Car seat safety courses were provided for nursing staff during 2 nursing skills days, with a focus on proper seat positioning, harness slot adjustment, and harness clip positioning. A car seat infant mannequin was placed in a hospital-owned car seat to facilitate demonstration and hands-on teaching with the parent, which is especially useful when parents have not yet brought in their own car seat. We also created a mandatory car seat safety teaching video for nurses and hospitalists to model the ideal educational interaction with parents. Script development went through PDSA cycles after feedback from nurses, hospitalists, and car seat technicians. The video also models a teach-back moment by the parent at the time of discharge. A checkbox for the car seat teach-back was later added to the educational checklist.
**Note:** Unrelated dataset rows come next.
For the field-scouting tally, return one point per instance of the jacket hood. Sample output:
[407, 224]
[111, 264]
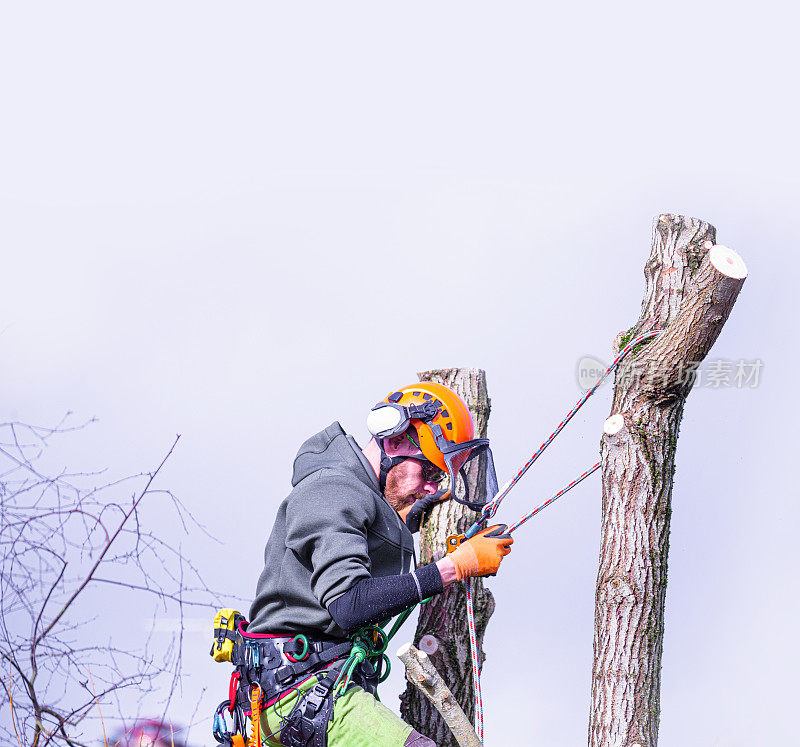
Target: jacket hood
[333, 449]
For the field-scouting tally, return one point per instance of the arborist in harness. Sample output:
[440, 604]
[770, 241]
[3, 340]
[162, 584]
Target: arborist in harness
[338, 561]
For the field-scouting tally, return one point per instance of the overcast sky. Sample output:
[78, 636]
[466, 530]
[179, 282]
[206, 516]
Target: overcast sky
[241, 222]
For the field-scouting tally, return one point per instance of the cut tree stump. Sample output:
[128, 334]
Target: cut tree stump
[691, 286]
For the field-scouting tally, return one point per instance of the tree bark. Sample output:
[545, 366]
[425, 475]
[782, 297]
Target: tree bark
[442, 627]
[691, 287]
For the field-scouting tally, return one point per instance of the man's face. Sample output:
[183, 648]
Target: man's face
[405, 482]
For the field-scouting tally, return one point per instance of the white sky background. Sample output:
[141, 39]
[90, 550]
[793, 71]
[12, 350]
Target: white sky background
[242, 222]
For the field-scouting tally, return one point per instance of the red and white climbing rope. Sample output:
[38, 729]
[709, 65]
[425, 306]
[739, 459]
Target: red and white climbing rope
[491, 507]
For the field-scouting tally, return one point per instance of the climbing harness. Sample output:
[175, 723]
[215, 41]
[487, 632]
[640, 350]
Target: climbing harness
[491, 507]
[267, 667]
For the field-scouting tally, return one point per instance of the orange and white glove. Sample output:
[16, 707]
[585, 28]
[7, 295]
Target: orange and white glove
[481, 555]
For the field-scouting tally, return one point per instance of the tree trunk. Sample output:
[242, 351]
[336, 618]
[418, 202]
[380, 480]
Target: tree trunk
[691, 287]
[442, 627]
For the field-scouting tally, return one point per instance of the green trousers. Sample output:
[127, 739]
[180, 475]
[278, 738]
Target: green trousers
[359, 720]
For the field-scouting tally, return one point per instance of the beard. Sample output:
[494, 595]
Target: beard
[398, 497]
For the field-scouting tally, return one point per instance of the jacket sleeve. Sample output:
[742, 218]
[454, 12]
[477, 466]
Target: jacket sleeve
[326, 527]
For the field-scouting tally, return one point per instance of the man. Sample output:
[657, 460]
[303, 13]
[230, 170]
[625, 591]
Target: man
[339, 558]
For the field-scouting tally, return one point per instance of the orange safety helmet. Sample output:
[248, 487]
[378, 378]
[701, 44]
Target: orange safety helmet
[444, 428]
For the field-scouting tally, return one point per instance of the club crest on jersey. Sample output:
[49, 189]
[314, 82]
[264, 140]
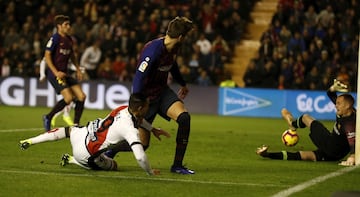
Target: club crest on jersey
[143, 66]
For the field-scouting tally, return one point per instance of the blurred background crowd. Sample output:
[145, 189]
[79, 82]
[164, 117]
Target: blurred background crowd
[306, 46]
[108, 34]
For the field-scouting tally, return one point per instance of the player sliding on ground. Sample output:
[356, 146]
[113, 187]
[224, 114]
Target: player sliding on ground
[90, 143]
[331, 146]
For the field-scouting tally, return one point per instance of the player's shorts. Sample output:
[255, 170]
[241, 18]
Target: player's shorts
[331, 147]
[161, 104]
[60, 84]
[78, 143]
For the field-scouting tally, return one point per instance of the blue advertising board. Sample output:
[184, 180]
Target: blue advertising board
[269, 102]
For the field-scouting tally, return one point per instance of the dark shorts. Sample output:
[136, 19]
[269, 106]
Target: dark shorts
[59, 85]
[331, 147]
[161, 105]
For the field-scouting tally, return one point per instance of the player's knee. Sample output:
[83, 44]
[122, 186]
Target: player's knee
[145, 147]
[82, 97]
[183, 119]
[105, 163]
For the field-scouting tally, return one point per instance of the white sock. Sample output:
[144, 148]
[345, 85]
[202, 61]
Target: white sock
[42, 69]
[51, 135]
[66, 110]
[73, 161]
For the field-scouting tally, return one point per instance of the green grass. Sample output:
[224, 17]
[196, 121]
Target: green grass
[221, 150]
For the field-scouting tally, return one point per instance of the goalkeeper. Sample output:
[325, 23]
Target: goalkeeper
[331, 146]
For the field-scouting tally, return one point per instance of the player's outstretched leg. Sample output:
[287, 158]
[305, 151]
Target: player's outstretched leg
[288, 118]
[262, 150]
[25, 144]
[181, 144]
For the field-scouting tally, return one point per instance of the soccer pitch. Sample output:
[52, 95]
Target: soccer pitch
[221, 150]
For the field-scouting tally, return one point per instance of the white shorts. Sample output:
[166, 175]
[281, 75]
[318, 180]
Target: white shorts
[78, 142]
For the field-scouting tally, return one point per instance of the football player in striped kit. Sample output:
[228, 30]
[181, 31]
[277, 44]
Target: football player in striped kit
[156, 61]
[89, 143]
[59, 50]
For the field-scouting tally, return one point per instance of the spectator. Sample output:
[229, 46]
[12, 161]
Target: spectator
[105, 70]
[90, 59]
[5, 68]
[119, 66]
[203, 79]
[296, 44]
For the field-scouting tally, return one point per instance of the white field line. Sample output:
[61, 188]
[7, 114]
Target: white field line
[312, 182]
[139, 178]
[20, 130]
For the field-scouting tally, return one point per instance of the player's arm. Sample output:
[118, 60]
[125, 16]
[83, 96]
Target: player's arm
[156, 131]
[146, 61]
[142, 159]
[50, 48]
[74, 60]
[337, 86]
[175, 72]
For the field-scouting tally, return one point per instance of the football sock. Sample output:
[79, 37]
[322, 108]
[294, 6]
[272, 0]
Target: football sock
[66, 110]
[120, 147]
[182, 137]
[58, 107]
[79, 108]
[283, 155]
[52, 135]
[298, 123]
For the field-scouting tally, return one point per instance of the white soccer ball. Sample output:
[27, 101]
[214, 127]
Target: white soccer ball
[290, 137]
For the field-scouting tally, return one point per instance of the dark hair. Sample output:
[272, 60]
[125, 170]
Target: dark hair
[179, 26]
[136, 100]
[60, 19]
[348, 98]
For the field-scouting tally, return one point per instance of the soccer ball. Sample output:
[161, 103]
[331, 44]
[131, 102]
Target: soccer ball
[290, 138]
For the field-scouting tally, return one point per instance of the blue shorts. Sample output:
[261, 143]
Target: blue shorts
[60, 84]
[161, 105]
[331, 147]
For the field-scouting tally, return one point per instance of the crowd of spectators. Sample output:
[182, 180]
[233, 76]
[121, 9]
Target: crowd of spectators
[307, 45]
[108, 34]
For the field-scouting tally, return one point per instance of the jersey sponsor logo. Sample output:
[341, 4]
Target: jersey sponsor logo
[49, 43]
[65, 51]
[165, 68]
[143, 66]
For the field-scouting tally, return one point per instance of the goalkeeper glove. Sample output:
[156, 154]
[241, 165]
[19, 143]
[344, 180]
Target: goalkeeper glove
[338, 86]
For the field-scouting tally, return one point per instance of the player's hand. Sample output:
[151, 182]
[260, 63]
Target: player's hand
[183, 92]
[338, 86]
[158, 132]
[79, 74]
[156, 172]
[60, 75]
[349, 162]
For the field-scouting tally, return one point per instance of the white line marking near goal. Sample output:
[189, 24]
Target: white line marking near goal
[20, 130]
[313, 182]
[140, 178]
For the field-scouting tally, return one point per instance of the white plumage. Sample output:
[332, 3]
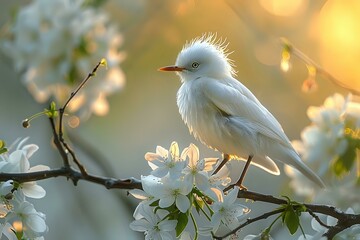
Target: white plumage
[223, 114]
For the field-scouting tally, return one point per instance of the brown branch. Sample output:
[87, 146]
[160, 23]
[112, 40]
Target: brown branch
[344, 220]
[249, 221]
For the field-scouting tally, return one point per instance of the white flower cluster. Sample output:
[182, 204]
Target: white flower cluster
[334, 126]
[330, 145]
[55, 44]
[178, 184]
[18, 217]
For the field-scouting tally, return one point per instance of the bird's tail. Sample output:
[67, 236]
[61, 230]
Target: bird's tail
[294, 160]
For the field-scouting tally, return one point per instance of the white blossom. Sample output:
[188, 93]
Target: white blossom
[33, 222]
[165, 162]
[17, 161]
[197, 169]
[174, 191]
[6, 231]
[228, 211]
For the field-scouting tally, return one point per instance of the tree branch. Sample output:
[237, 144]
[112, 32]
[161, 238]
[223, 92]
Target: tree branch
[74, 175]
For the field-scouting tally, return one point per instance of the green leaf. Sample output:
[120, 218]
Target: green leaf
[155, 203]
[183, 219]
[291, 219]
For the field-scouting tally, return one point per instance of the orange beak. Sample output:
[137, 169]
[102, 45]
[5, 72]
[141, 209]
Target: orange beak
[171, 69]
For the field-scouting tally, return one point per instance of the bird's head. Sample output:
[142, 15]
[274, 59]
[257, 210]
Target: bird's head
[202, 57]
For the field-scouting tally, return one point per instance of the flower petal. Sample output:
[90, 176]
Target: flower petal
[166, 201]
[182, 203]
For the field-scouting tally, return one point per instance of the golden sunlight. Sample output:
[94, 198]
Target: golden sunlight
[284, 8]
[338, 30]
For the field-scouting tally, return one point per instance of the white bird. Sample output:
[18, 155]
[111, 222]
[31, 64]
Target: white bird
[224, 115]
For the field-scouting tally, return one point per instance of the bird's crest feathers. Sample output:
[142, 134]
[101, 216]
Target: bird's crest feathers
[219, 45]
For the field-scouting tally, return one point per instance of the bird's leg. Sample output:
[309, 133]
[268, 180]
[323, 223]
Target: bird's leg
[241, 179]
[225, 160]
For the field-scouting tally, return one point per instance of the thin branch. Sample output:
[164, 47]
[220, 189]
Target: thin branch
[308, 61]
[316, 217]
[249, 221]
[74, 175]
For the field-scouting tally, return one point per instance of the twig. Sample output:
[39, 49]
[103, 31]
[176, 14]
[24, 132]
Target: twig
[61, 115]
[308, 61]
[249, 221]
[74, 175]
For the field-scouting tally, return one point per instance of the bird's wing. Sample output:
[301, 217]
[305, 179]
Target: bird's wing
[234, 99]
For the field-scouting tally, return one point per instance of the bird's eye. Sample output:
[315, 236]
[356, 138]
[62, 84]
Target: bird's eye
[195, 65]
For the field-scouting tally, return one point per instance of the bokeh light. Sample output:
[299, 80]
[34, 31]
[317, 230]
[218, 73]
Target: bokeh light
[284, 8]
[338, 32]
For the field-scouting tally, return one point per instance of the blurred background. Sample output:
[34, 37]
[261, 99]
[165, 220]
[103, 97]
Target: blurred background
[143, 114]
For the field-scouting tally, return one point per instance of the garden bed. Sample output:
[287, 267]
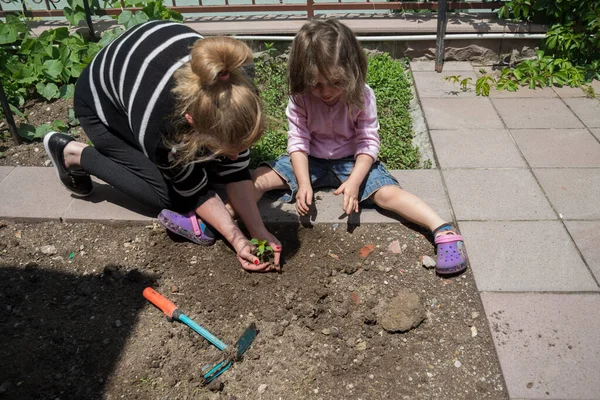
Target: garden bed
[74, 323]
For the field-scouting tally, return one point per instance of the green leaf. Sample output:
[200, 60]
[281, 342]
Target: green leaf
[110, 35]
[49, 91]
[42, 130]
[27, 131]
[53, 68]
[59, 126]
[128, 19]
[67, 91]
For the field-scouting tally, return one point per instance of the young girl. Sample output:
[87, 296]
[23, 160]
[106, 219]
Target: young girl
[333, 139]
[169, 113]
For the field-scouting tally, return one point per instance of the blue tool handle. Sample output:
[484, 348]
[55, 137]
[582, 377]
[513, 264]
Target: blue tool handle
[203, 332]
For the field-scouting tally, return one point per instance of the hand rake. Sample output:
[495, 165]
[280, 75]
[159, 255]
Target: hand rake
[174, 314]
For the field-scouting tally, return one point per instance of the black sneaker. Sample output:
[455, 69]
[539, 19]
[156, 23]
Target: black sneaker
[77, 182]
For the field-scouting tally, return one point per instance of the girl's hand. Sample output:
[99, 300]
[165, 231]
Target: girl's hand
[274, 244]
[304, 199]
[350, 190]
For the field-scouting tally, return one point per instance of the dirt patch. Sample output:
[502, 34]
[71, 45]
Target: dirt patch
[31, 153]
[74, 324]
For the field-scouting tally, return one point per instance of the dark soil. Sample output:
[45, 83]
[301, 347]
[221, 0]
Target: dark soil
[74, 324]
[32, 154]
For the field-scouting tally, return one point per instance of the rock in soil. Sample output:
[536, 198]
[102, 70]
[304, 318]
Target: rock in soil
[403, 313]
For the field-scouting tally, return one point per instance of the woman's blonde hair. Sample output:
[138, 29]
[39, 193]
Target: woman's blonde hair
[329, 48]
[221, 99]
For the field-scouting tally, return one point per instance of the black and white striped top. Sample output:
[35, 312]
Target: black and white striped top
[128, 87]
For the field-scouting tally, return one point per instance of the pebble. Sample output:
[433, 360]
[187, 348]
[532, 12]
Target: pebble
[48, 249]
[215, 386]
[428, 262]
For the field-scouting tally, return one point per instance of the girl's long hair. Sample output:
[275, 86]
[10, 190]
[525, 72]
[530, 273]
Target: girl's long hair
[221, 99]
[329, 48]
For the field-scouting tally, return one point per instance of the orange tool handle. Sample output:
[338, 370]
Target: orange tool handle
[159, 301]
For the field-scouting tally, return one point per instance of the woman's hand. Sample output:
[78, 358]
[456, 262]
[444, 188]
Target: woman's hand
[304, 199]
[245, 254]
[350, 190]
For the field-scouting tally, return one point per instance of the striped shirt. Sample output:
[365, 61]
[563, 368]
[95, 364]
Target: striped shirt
[128, 86]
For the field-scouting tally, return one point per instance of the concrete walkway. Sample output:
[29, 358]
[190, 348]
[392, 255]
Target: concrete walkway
[520, 172]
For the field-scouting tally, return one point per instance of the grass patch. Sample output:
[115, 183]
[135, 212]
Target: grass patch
[388, 79]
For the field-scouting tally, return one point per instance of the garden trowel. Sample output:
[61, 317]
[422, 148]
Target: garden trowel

For teaching temperature taking, we addressed maternal knowledge gaps with regard to fever recognition and temperature taking through incorporation of a 1-time rectal temperature demonstration before a baby’s bath and through a gift of a digital thermometer. The ideal timing of the rectal temperature demonstration was tested in PDSA cycles. Shared teaching scripts were used to complement the visual teaching.

Repetition of Congruent Information

Congruent educational content within the team was enhanced by script sharing through e-mail, during huddles, through laminated script sheets kept at the bedside, and through orientation materials. Educational refreshers were conducted later in the project phase after the initial rollout, during staff and faculty meetings, and during daily morning safety huddles. The hospitalist signout tool had checkboxes about fever recognition, safe sleep, and car seat safety guidance.

Optimal, Personalized Timing of Education

Maternal self-study was emphasized through the introduction of a handbook given to mothers after admission to the postpartum unit. This handbook included the explanation of a phone application that can be downloaded for a more-detailed content review through videos.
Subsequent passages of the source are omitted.